The concat primitive concatenates \(N\) tensors over concat_axis (here designated as \(C\) axis) and defined as:

\[ dst(\overline{ou}, c, \overline{in}) = src_i(\overline{ou}, c', \overline{in}), \]

where \(c = C_1 + .. + C_{i-1} {}_{} + c'\).

The concat primitive doesn't have a notion of forward or backward propagations. The backward propagation for the concatenation operation is simply an identity operation.

Implementation Details

General Notes

The \(dst\) memory format can be either specified by a user or derived by the primitive. The recommended way is to allow the primitive to choose the most appropriate format.
The concat primitive requires all source and destination tensors to have the same shape except for the concat_axis. The destination dimension for the concat_axis must be equal to the sum of the concat_axis dimensions of the sources (i.e. \(C = \sum_i C_i\)). Implicit broadcasting is not supported.

Data Types Support

The concat primitive supports arbitrary data types for source and destination tensors according to the Data Types page. However, it is required that all source tensors are of the same data type (but not necessarily matching the data type of the destination tensor).

Data Representation

The concat primitive works with arbitrary data tensors. There is no special meaning associated with any logical dimensions.

Post-ops and Attributes

The concat primitive doesn't support any post-ops or attributes.

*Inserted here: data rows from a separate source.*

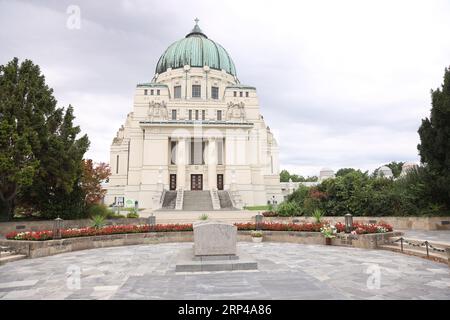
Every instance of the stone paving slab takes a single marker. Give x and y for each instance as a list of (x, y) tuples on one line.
[(430, 235), (286, 271)]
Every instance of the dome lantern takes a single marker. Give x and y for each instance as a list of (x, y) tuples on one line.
[(196, 50)]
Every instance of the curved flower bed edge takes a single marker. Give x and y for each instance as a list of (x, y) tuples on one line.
[(358, 228)]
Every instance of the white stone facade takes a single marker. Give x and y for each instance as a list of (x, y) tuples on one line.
[(172, 140)]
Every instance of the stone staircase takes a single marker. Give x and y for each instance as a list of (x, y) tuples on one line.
[(8, 255), (418, 247), (215, 199), (236, 199), (225, 200), (169, 200), (197, 201), (180, 199)]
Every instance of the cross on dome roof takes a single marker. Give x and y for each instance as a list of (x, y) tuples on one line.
[(196, 30)]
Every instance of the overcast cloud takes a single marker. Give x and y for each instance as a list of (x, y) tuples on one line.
[(341, 83)]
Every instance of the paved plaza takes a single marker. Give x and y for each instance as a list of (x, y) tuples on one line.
[(286, 271)]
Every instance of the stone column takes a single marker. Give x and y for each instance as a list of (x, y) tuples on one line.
[(181, 163), (212, 163)]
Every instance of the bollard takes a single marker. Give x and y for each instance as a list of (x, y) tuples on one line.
[(448, 255), (258, 221), (348, 223), (57, 226)]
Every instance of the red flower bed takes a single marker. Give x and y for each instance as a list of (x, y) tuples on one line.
[(269, 214), (90, 231), (359, 228)]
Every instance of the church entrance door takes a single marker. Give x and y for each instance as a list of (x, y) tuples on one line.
[(173, 182), (196, 182)]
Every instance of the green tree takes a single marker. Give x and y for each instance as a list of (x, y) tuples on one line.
[(40, 156), (434, 148), (396, 168), (25, 101), (344, 171), (57, 187), (284, 176)]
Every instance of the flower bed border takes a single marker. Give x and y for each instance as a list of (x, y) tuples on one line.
[(145, 228), (34, 249)]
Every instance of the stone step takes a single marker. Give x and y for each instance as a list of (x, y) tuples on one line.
[(197, 200), (225, 200), (11, 258), (6, 253), (416, 251), (170, 198)]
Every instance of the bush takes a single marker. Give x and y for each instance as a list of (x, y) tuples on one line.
[(288, 209), (98, 210), (133, 214), (97, 222), (317, 214)]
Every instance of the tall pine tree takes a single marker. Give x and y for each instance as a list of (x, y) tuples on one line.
[(434, 148), (40, 155)]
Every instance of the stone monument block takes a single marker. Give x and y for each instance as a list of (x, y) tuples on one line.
[(214, 238)]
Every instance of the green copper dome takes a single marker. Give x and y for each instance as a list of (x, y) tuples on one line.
[(196, 50)]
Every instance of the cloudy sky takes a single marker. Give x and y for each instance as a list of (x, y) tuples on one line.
[(341, 83)]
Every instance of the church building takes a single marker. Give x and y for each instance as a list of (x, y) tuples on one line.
[(195, 139)]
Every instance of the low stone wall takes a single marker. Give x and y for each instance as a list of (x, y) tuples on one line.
[(407, 223), (35, 249), (414, 223), (41, 225)]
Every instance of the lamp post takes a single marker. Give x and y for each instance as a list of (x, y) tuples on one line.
[(57, 226), (348, 223)]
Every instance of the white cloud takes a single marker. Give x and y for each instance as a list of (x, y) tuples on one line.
[(341, 83)]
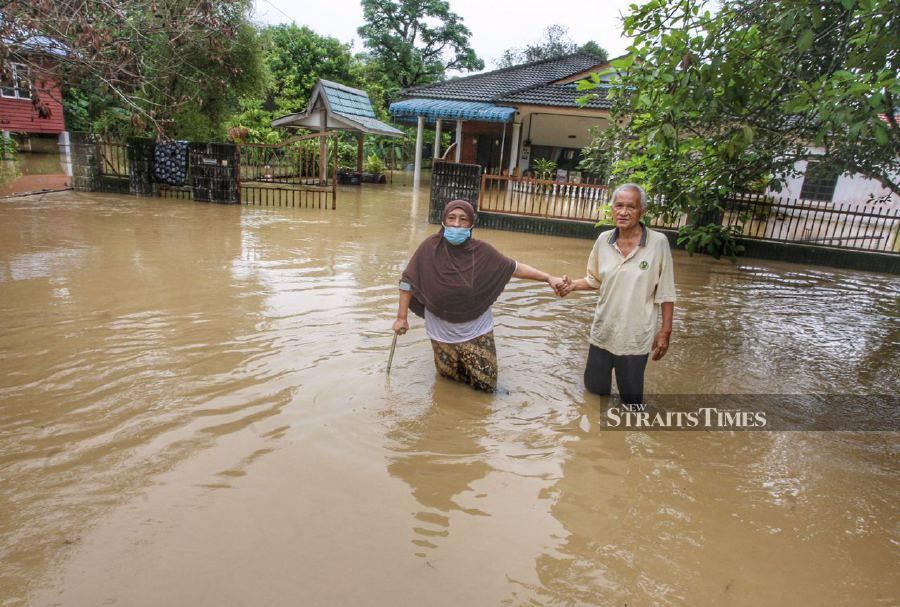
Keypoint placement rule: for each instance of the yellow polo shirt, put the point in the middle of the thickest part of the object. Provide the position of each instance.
(631, 289)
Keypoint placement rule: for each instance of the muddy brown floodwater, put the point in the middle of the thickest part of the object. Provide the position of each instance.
(194, 411)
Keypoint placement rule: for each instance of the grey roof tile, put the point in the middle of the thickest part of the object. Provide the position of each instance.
(560, 95)
(491, 86)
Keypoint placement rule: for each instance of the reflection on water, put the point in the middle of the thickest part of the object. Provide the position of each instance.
(194, 410)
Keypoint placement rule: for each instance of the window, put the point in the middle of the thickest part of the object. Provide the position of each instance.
(819, 182)
(20, 87)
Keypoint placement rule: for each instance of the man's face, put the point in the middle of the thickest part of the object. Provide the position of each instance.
(627, 209)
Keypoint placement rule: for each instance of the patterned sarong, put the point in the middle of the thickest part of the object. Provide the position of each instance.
(472, 362)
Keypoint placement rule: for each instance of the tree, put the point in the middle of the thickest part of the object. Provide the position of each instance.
(709, 104)
(298, 57)
(161, 65)
(592, 48)
(555, 42)
(416, 41)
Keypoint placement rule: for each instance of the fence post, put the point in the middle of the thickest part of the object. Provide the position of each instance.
(85, 167)
(140, 166)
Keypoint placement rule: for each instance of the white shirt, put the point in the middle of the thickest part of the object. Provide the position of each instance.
(631, 288)
(458, 332)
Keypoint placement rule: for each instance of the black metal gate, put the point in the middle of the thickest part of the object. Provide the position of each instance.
(453, 181)
(298, 173)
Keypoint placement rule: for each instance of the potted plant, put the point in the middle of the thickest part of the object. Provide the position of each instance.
(373, 170)
(348, 176)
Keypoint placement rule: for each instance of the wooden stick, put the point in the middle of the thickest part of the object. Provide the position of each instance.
(391, 357)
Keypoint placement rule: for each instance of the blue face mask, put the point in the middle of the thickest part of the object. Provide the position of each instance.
(457, 236)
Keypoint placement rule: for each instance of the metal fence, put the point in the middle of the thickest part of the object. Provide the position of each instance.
(299, 173)
(860, 226)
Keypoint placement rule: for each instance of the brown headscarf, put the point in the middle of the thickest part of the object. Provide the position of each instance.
(457, 283)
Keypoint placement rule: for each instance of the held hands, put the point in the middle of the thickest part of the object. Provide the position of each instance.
(562, 286)
(401, 326)
(660, 345)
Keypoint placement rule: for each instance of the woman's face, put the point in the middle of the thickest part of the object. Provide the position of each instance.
(457, 218)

Implementation Limitations

The primitive works with blocked memory formats, such as plain formats dnnl_nchw, dnnl_nhwc, and blocked formats dnnl_nChw16c, dnnl_nCdhw8c that appear in convolutions. The primitive does not support non-blocked formats that are typically used in prepacked weights, such as:
- Winograd format dnnl_format_kind_wino,
- RNN format dnnl_format_kind_rnn_packed, or
- Blocked format with attached compensation (dnnl_memory_extra_flag_compensation_conv_s8s8), that is used in s8s8 convolutions (see Int8 Computation Aspects).
Refer to Data Types for limitations related to data types support.

Performance Tips

Whenever possible, avoid specifying the destination memory format so that the primitive is able to choose the most appropriate one.
The concat primitive is highly optimized for the cases in which all source tensors have same memory format and data type matches the destination tensor data type. For other cases, more general but slower code is working. Consider reordering sources to the same data format before using the concat primitive.